Prematurity Awareness Month 2022

Nov 30, 2022

Connie was born at 34 weeks plus one day weighing 2lb 13oz (1,275g).

This fact enough is shocking. But it didn’t shock us. We’d known since the 20-week scan, that our baby was very small. While never under the ‘normal’ range for growth on the centile chart, it trailed along the very bottom line. Never under, never above.


At week 22 we were referred to the John Radcliffe Hospital in Oxford, when after an intense appointment of scans, led by two senior Obstetricians, the doctor calmly explained the process to us. She explained the possible reasons why our baby was quite so small, IUGR (Intrauterine Growth Restriction) being the most likely cause, and warned us: “We have very little patience for keeping a IUGR baby inside after 34 weeks.”


Ahead of our bi-weekly scans, I would study the baby’s growth chart and set it targets, giving its father the target femur length we would be listening out for at the appointment. Small victories for our little one. I ate all the food I should and watched my blood sugars like a hawk. I read around my type of diabetes and the medication I was taking to try to find a study that indicated it could restrict a baby’s growth and I had interesting, challenging and informed discussions with a variety of obstetricians with and without an ‘interest’ in diabetes. I included my own diabetic specialist doctor in my results and picked her brain around studies that might have shown women with my type of diabetes having smaller than average babies. After all, at full term (38 weeks for diabetic mums) my first daughter weighed only 5lb 14.5oz. I searched for answers and solutions.

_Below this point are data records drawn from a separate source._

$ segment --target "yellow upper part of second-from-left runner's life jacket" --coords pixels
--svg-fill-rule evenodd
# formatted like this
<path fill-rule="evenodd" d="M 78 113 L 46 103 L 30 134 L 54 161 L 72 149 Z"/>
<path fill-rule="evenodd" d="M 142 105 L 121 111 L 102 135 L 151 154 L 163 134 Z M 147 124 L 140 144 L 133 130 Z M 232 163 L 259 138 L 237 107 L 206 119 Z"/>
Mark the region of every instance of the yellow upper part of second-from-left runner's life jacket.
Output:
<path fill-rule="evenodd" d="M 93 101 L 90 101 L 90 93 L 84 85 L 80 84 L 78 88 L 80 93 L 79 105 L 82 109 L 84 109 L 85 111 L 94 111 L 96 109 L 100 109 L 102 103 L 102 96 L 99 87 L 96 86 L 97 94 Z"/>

I was admitted at 32 weeks and enjoyed the hours I spent listening to my baby’s heartbeat on the doppler, feeling it hiccup and watching it on the ultrasound monitors. I obsessed over pictures of newborns adorning the walls of the maternity unit and tried to imagine the size of a 3lb baby, which we were hoping ours would be. At 34 weeks, the birth by c-section was uneventfully straight forward and my tiny bundle was pulled out, longer than I had imagined, cried which was a relief and peed all over me.


I found SCBU isolating because while I focussed on my own baby, I tried to keep a respectful distance from the other families around me with their own very personal challenges. The chat is not quite the same as on the traditional maternity wards. I was frustrated by being kept behind a closed door waiting for someone to answer the bell to let me in and having restricted hours for visiting my baby. But, I completely and utterly trusted the doctors. Remembering how the experts explained, after 34 weeks, they could look after my baby on the outside, better than I could look after her on the inside.


I’m sharing my story as we reach the close of Prematurity Awareness Month. Of course there are many other aspects of this journey I haven’t covered in this blog, many of which are more gritty. You are welcome to read more here in 36 days an inmate.


Prematurity Awareness Month has been created to help other parents going through the journey to know that they are not alone. It is also to raise awareness of the incredible charity Bliss and the work it does to support families with babies born prematurely or sick. Throughout the month I have read accounts from other parents with very similar journeys to mine. Many IUGR babies, some with and some without explanation.


We were incredibly lucky, our baby had no retina damage and a small hole in her heart healed over, only a few weeks after she was born. She has also just completed a nine-year research study that we signed her up to, led by researchers at the John Radcliffe hospital to monitor and record her progress to inform future generations of IUGR children. It’s hard to explain my emotion about the journey now, as it was just that – a journey that we had to take, listening to experts and taking advice at every stage. Her prematurity now is a distant memory. But during months like this, reading other family’s accounts, it brings back the questions and doubt I had of myself. Why could I not feed my baby sufficiently? Why was my baby so small? How did I fail her?


If I can play a small part in this process, it would be to put my arm around another mum going through it and reassure her that this is not her failing. That she might forever feel it is, but it is not. That the journey of parenthood is so much about the life you give your little one after birth. Tell your story and listen to others but try not to compare your experience, your delivery, your baby’s weight and development with another. It’s your journey and your own very precious and personal experience and that in itself is a miracle, just like all our miracle babies.